Of late, I have been working in the field of data science. I thought I would share with you all what I have been learning. I will start with the term Big Data.
What's Big Data?
During the last few years, you have been hearing everyone saying “Big Data”. It has become a buzz word in most of the discussions. You might be thinking what is this Big Data about.
- · Is it Huge data?
- · Is it Large Amounts of Data?
- · Is it meant for Big People?
- · What is it all about?
- · And, more importantly, how to identify the big data, and what is the use of it.
Today, I want to put the concept in clear and simple terms so that you can understand what it is and identify by yourself what the big data is in any context.
Let us define Big Data formally first –
Big Data is massive unstructured data that has variety, velocity, volume, and veracity, which can be used in decision making.
Massive Unstructured Data
Of late, lots and lots of Data is becoming available from various sources, in different formats.
Variety
When we say variety, we mean the different types of data sources that are becoming available – text, audio, video, click streams, log files and more.
Velocity
Data is frequently time-sensitive and must be used simultaneously with its stream into the enterprise to maximize its value.
Volume
Terabytes and even petabytes of information is becoming available. It calls for scalable storage and a distributed approach to querying.
Veracity
With information flowing in from so many different sources, at such a speed and in huge quantities that need to be used immediately, the important questions are - How much reliable the data is? How accurate the data is?
Data can be ambiguous, inconsistent, spam, that needs to be filtered out before taking major decisions.
Decision Making based on Data
The importance of data in decision-making is recognized worldwide.

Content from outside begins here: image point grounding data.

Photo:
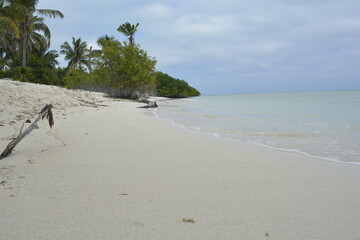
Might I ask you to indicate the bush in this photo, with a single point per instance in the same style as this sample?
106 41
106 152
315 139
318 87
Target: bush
168 86
124 70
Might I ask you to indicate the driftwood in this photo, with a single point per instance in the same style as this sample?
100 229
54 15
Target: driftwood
150 105
45 113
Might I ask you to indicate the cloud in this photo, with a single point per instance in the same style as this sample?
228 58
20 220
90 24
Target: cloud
269 43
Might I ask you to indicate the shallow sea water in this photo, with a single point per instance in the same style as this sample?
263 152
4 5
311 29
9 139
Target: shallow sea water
325 125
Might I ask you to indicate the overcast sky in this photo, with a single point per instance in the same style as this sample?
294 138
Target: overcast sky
230 46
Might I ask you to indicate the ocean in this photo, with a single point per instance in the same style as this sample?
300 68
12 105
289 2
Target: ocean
324 125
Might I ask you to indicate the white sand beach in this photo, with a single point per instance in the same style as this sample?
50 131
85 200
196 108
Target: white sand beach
117 172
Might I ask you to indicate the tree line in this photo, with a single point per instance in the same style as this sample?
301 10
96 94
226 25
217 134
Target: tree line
122 69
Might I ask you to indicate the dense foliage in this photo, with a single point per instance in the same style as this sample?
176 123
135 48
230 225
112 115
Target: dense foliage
121 69
168 86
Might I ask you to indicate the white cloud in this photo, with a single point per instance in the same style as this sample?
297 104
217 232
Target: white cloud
156 10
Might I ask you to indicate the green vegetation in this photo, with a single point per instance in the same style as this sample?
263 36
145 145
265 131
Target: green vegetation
168 86
128 30
121 69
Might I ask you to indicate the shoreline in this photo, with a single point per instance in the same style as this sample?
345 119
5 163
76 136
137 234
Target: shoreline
296 151
120 173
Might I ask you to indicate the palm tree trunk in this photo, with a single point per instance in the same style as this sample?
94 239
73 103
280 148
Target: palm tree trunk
90 53
24 42
24 52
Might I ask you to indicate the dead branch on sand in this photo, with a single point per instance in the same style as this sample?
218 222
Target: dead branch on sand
44 113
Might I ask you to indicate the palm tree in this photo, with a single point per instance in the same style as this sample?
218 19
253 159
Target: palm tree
77 54
30 25
9 32
128 30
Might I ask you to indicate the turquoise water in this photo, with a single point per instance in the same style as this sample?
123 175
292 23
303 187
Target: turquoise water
325 125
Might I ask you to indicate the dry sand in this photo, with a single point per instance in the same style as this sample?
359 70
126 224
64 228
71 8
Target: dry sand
119 173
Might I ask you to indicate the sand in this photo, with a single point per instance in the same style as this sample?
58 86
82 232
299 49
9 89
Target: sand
117 172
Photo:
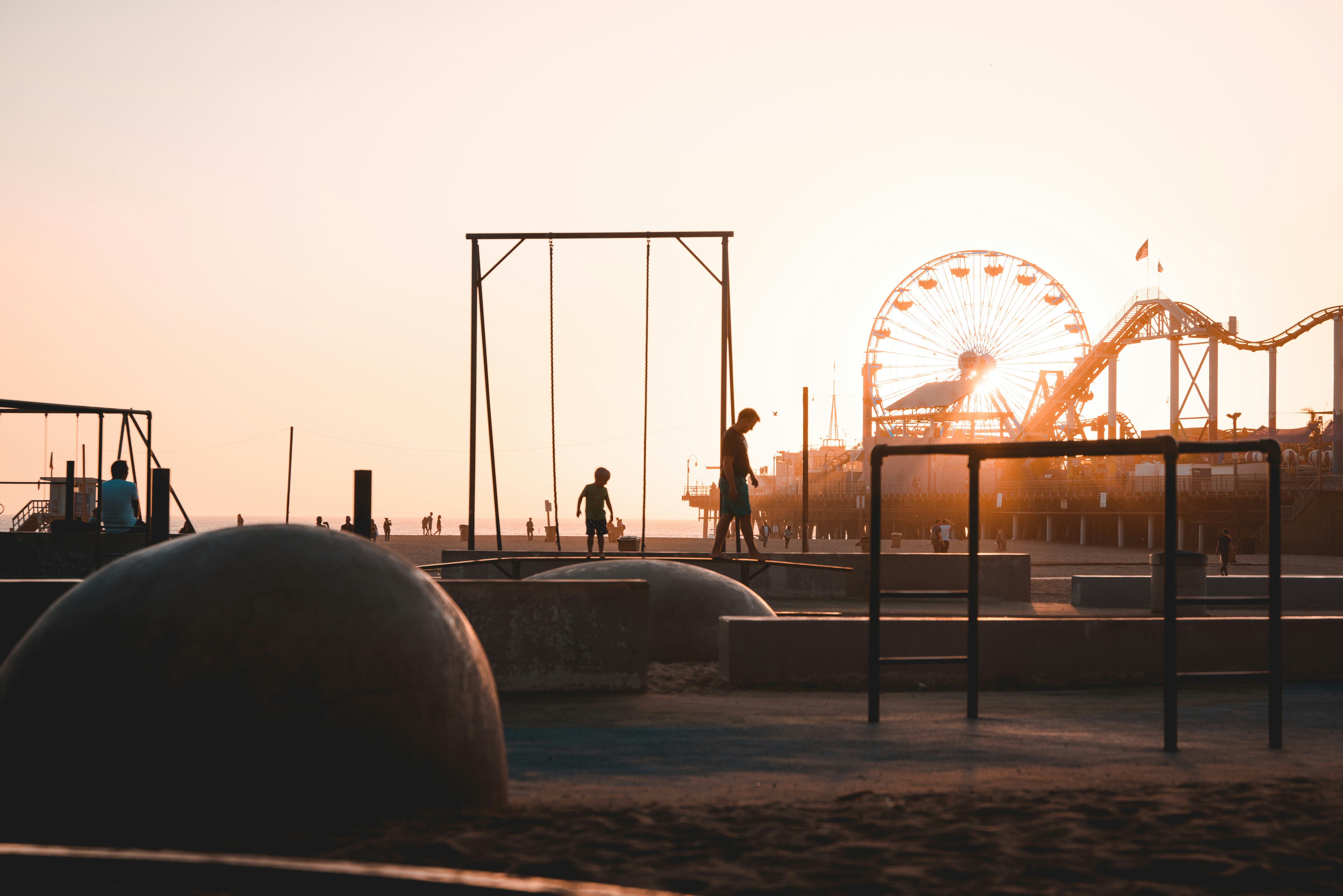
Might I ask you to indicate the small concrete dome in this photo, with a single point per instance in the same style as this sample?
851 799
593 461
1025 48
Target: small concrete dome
686 604
268 678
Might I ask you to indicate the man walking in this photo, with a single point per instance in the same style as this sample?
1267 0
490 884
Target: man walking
735 500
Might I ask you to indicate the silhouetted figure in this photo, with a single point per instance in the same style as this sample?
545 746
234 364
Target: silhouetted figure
734 472
1224 547
597 496
120 500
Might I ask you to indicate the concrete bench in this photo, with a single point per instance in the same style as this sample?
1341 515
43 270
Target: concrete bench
1299 592
1017 653
561 636
22 601
1002 577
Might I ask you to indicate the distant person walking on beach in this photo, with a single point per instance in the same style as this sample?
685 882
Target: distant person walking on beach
1224 547
735 500
120 500
597 496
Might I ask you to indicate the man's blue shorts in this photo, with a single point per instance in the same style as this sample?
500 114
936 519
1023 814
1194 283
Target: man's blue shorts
729 506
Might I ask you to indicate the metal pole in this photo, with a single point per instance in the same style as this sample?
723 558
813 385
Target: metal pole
1170 649
1338 394
150 469
973 597
1272 392
471 461
1212 393
289 479
70 492
1275 597
160 480
97 530
364 503
489 417
1114 396
1174 414
806 477
873 596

And, data is flowing in big volumes, with high velocity, from various sources of different types, bringing uncertainty alongside.
Data Scientists – The most sought after people in the corporate
The task is
- · to identify what data is relevant,
- · what are the sources available,
- · how to gather the data as it flows in,
- · how to clean it, and shape it,
- · how to model it to draw data insights,
- · how to report the findings
Each of these is a big topic on its own.
Now, I think you can appreciate the need for data scientists in the corporates and how interesting and promising the career opportunity is.